Steve Buehler
If you're a good network administrator, you play a lot of roles during your workday. Much of your time likely is spent with the mundane tasks of keeping your network up and your users productive. But sometimes you get the chance to think about network security. I think of this as putting on your "missile cruiser captain" hat: You've got to look outside your flotilla of users, assess the threats and risks, and deploy the proper preventive measures to make sure your charges aren't blasted out of the water. Yet even as you're peering outside, your users are demanding changes inside: virtual private networks, internal corporate intranets, and more remote access. Each carries an increased risk of security failures.

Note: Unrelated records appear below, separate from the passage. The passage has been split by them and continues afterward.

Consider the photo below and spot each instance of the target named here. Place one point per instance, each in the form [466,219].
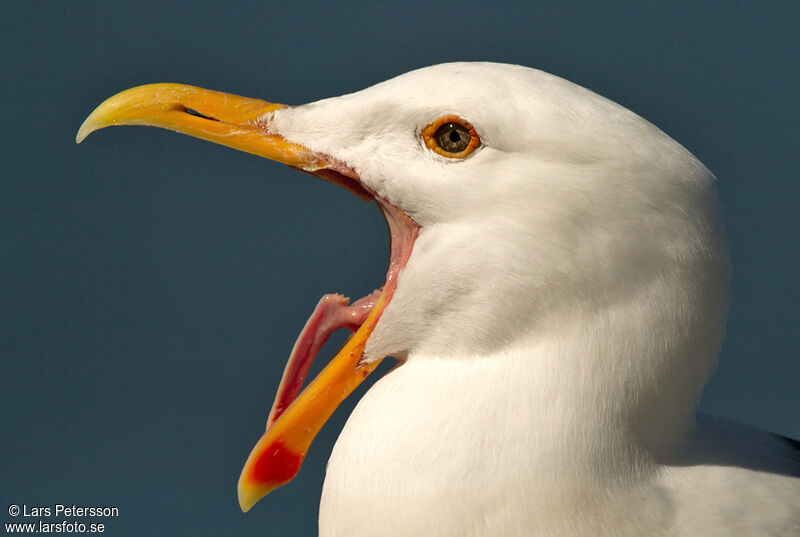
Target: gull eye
[451,136]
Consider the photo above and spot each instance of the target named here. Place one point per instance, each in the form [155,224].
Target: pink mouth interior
[334,311]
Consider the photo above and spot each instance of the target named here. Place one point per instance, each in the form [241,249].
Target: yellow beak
[237,122]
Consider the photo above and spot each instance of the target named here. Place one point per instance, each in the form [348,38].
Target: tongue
[332,313]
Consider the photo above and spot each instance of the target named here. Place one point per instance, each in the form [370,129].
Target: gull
[555,300]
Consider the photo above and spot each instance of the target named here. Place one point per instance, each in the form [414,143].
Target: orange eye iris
[451,136]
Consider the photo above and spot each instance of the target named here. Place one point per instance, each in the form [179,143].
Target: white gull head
[559,315]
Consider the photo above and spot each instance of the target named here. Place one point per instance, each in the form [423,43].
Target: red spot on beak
[278,465]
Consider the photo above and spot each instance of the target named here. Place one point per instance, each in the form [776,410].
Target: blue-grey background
[151,285]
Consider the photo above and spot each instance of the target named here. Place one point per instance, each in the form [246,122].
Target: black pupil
[452,137]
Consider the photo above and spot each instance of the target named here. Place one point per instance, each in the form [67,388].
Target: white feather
[561,311]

I've recently seen two interesting products that address these problems. If you're concerned about security for users dialing into your network, Paralon Technologies (Bellevue, WA; 800-727-2566) offers the LanKey Secure Remote Access Server. Similar in concept to remote-access servers on the market today, the LanKey offers four dual-slot PC Card sockets for your standard V.34 modems. Drop in a Paralon secure modem, though, and whenever a caller without a known and registered Paralon security device tries to get in, the system denies access. If the user's security device is recognized, the two modems negotiate a secure channel between them with a one-time-only DES key that is never transmitted across the wire. The LanKey (about $6,000, depending on configuration) works under AppleTalk (ARA), Novell's NACS/NASI, and TCP/IP (CSLIP, PPP, and SLIP). The Paralon architecture makes it exceedingly difficult for an outsider to crack into your network.

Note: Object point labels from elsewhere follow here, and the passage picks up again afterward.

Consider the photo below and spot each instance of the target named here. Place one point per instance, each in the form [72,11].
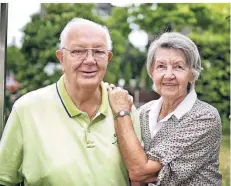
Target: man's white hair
[80,21]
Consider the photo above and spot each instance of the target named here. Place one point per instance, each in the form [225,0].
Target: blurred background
[31,62]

If you're concerned that someone may be watching what's on your wire and snooping or spoofing your IP traffic, consider a new product from TimeStep (Kanata, Ontario, Canada; 800-383-8211) called Permit. The TimeStep people decided that for minimum user impact they would set up secure DES sessions between correspondents and then scramble only the data within the packet frame. At the network layer, packet headers and trailers are unchanged; only the data section of the network frame is altered, and the legitimate receiver unscrambles it. As with the Paralon, a secure session is created when needed and torn down when done. The advantage of this architecture is that it should be extensible to any data-link protocols (Ethernet, Token-Ring, PPP). One shortcoming is that TimeStep supports only TCP/IP traffic right now. A standard setup consists of a dedicated PC running Permit manager software ($5,000) and software on each Windows for Workgroups client ($99 per client, $149 per remote user). A software and ISA hardware bundle ($219 per client) speeds up encryption and decryption for faster throughput.
Most network-security analysts will tell you that anything one human can build, another can break into. Like the missile cruiser captain, you have to decide which threats are legitimate and which are noise. Only then can you choose the best tools to defend your users from the outside threats while you get back to those mundane network-administration tasks.